For nearly a decade Google stayed out of the hardware market. But now a new range of devices branded with a ‘G’ puts the tech giant in direct competition with Apple. Why now? It’s all to do with the uncertain future of search…
For the last ten years, there’s been an uneasy truce between Apple and Google in mobile.
A year after the iPhone launched in 2007, Google unveiled a phone – the Dream – based on its Android OS. It was inferior to the iPhone, a bit ugly, but it embraced the basic innovations of Apple’s flagship device: touchscreen, tap, swipe etc.
Apple didn’t like it. Famously, Steve Jobs said: “I’m going to destroy Android, because it’s a stolen product. I’m willing to go thermonuclear war on this.”
He didn’t though. And the key point was that Google didn’t make the Dream. HTC did. And every subsequent Google-endorsed Nexus phone was made by a specialist OEM.
Thus, Google was never directly competing with Apple in the hardware space.
It is now.
On Monday, the search giant unveiled its own mobile device range – the Pixel. And though the phones are built by HTC, they are badged with the name Google for the first time.
Here’s a quick run down
Name
Google has used Pixel before as a brand name for tablets and laptops.
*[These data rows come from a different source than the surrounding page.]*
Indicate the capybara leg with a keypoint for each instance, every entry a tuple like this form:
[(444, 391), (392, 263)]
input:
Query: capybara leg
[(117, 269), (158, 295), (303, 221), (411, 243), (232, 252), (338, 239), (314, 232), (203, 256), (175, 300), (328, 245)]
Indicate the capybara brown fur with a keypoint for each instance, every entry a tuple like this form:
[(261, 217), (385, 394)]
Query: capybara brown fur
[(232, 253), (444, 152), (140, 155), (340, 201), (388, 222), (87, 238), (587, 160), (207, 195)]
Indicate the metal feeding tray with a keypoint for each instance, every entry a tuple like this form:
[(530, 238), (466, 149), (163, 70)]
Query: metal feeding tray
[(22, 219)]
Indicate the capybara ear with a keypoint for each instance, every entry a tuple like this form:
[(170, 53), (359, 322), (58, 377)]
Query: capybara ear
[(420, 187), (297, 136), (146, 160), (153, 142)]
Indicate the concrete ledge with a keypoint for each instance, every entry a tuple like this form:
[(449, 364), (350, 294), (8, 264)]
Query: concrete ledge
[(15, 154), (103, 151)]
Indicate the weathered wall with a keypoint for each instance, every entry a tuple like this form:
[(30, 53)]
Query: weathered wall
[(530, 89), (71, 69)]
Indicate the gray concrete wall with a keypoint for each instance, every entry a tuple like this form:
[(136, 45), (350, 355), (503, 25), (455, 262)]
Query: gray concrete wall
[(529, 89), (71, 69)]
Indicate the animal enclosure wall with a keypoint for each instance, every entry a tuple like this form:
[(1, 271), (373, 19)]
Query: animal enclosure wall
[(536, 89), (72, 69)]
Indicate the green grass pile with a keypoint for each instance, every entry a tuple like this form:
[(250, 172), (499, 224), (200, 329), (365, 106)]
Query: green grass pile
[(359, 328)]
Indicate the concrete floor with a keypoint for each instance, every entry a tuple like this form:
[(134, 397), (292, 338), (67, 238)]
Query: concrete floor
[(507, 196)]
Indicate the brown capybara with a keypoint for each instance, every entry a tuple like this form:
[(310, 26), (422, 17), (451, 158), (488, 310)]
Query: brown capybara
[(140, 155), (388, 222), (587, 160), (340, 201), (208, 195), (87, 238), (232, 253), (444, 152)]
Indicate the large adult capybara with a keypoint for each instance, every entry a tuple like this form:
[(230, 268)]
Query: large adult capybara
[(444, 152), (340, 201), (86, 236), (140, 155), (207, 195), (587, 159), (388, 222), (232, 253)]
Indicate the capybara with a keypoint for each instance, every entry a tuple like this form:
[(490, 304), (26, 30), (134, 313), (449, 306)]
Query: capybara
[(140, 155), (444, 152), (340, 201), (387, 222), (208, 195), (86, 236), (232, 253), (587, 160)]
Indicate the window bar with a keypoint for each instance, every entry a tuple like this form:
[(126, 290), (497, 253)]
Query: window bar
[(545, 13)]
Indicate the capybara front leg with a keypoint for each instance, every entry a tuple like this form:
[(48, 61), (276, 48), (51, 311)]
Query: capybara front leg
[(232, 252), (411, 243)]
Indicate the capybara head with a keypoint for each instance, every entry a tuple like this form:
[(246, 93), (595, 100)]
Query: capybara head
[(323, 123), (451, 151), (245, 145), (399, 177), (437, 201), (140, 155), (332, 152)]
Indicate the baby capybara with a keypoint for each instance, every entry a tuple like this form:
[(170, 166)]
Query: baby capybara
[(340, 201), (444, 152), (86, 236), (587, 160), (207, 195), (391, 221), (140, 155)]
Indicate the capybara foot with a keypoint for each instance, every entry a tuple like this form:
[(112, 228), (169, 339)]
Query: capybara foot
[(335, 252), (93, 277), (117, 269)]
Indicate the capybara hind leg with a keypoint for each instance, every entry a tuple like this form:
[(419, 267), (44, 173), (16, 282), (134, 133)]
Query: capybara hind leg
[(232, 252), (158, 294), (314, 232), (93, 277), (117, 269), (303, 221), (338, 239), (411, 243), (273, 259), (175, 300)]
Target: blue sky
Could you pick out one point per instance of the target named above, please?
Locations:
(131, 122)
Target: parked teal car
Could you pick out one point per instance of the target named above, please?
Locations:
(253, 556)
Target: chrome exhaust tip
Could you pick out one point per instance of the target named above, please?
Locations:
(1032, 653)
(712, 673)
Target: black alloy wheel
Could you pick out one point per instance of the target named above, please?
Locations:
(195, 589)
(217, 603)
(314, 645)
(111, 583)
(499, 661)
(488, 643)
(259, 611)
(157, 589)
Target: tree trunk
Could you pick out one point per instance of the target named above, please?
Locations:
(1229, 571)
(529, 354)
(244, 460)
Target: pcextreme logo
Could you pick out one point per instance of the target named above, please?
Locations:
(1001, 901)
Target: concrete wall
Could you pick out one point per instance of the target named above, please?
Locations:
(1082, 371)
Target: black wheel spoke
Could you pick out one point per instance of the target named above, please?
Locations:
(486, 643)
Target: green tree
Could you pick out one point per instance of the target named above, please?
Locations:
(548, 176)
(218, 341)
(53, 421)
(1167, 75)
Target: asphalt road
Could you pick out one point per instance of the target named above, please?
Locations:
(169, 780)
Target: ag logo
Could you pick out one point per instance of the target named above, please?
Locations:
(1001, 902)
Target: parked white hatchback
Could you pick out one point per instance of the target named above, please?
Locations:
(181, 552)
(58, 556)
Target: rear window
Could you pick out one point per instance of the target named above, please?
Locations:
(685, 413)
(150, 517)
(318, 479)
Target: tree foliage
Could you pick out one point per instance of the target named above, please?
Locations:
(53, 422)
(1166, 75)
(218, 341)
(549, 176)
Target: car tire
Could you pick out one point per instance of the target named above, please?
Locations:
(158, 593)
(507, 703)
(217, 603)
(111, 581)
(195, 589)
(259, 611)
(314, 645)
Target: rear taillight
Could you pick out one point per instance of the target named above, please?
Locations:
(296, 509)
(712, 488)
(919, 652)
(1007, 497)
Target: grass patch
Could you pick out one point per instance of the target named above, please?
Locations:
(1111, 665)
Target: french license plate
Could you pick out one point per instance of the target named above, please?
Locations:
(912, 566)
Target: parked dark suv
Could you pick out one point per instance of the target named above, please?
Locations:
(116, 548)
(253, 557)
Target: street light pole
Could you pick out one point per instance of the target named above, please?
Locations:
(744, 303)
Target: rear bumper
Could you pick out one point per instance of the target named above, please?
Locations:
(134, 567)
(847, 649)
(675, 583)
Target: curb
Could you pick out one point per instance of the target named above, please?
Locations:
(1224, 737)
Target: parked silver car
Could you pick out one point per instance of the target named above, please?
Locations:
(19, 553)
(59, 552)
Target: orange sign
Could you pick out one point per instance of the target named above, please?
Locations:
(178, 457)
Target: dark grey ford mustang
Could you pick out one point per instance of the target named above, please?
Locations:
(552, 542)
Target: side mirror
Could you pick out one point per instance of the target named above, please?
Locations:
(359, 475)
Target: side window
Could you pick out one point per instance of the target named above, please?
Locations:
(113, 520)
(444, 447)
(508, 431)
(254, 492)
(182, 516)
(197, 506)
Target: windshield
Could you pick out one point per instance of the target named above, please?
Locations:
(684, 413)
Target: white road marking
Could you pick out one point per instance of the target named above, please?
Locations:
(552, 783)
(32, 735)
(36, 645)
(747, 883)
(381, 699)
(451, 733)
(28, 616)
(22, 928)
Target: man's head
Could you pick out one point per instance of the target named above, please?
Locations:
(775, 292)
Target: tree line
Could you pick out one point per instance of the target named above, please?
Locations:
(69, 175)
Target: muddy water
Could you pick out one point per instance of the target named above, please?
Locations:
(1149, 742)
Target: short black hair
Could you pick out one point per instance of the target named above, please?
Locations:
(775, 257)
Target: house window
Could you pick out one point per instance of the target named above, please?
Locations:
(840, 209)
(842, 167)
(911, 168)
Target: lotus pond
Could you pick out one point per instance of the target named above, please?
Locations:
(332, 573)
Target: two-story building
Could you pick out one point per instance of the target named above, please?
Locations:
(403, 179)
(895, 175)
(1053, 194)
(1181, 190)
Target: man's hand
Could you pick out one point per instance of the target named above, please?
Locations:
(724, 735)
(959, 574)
It is clearly positioning Pixel as a premium mobile brand.
Construction
Made from 2.5D Corning Gorilla Glass 4 on the front display and back glass and ‘aerospace grade’ aluminum body.
Fingerprint
The ‘Pixel Imprint’ fingerprint sensor is on the back of the phone. You can swipe it to access your notifications.
Google Assistant
It’s the re-named and re-booted Google Now. On one level, it’s the home for the voice search option (say “Ok Google” or touch and hold the Home button). But Google Assistant is also contextual. It gets to know your likes, location, calendar and so on in order to offer useful suggestions.
Camera
Google claims it’s the ‘highest rated smartphone camera anyone has ever made’. The 12.3MP camera has DxOMark Mobile score of 89 – the best in the market apparently. Very good in low light.
Free unlimited storage
Cloud back up doesn’t run out – a key point scored against iPhone.
Fast charging
Up to seven hours of power in 15 minutes of charging.
VR
The Pixel is the first Daydream-compatible phone (Google just announced the $79 Daydream View headset).
Size
5” or 5.5”
Colours
Very Silver, Quite Black or Really Blue (they are genuinely called this)
Price
$649 in the U.S., U.K., Canada, Germany and Australia.
So the battle has commenced.
Of course, Google has made hardware in the past. The Chromecast TV dongle, for example. But in mobile, it’s kept manufacturing at arm’s length. The Pixel changes that. It’s also emphatically high end – another first for Google (which also confirmed the mid-priced Nexus range is finished).
So why the change?
One big reason: Google Assistant. This is the re-named and re-vamped identity for Google Now. Anyone who has used Now/Assistant can testify to its excellence. It essentially provides contextual search.
With Now, Android users could swipe right to reveal tiles that make suggestions based on their calendar, emails, browsing history, location and so on. It sounds creepy, bu
t actually it’s addictive.
Assistant builds on this, making voice more central to the process.
And Google clearly sees it as key to the future of search as users increasingly live their lives on mobile and move away from the search box.
It’s been explicit about this, as the video for Assistant shows.
So it wants to make a device that showcases Assistant at its best. Rick Osterloh, head of hardware at Google, told The Verge: “Fundamentally, we believe that a lot of the innovation that we want to do now ends up requiring controlling the end-to-end user experience.”
Assistant underlies many other core products and services that Google is building. There’s the recently launched Allo messaging app, which prompts the user with contextual suggestions.
And there’s Google Home – the search firm’s rival to Amazon Echo. Google Home consists of a speaker that listens when you say “OK Google” and then answers your questions. It can play videos and music, tell you about your calendar commitments, set reminders, answer questions and so on.
Of course, Google’s hardware move is not just about branding and manufacturing. It compels the firm to work with retail too. In the UK, for example, it has worked out an exclusive with EE. What an about turn. Just a few years ago Google tried (unsuccessfully) to launch a direct sales operation for its Nexus phones.
With Assistant at the centre of Google’s new vision for search, (CEO Sundar Pichai says it wants to make Assistant “universally available”), there could be many more devices to come. Tablets, wearables, maybe even cars.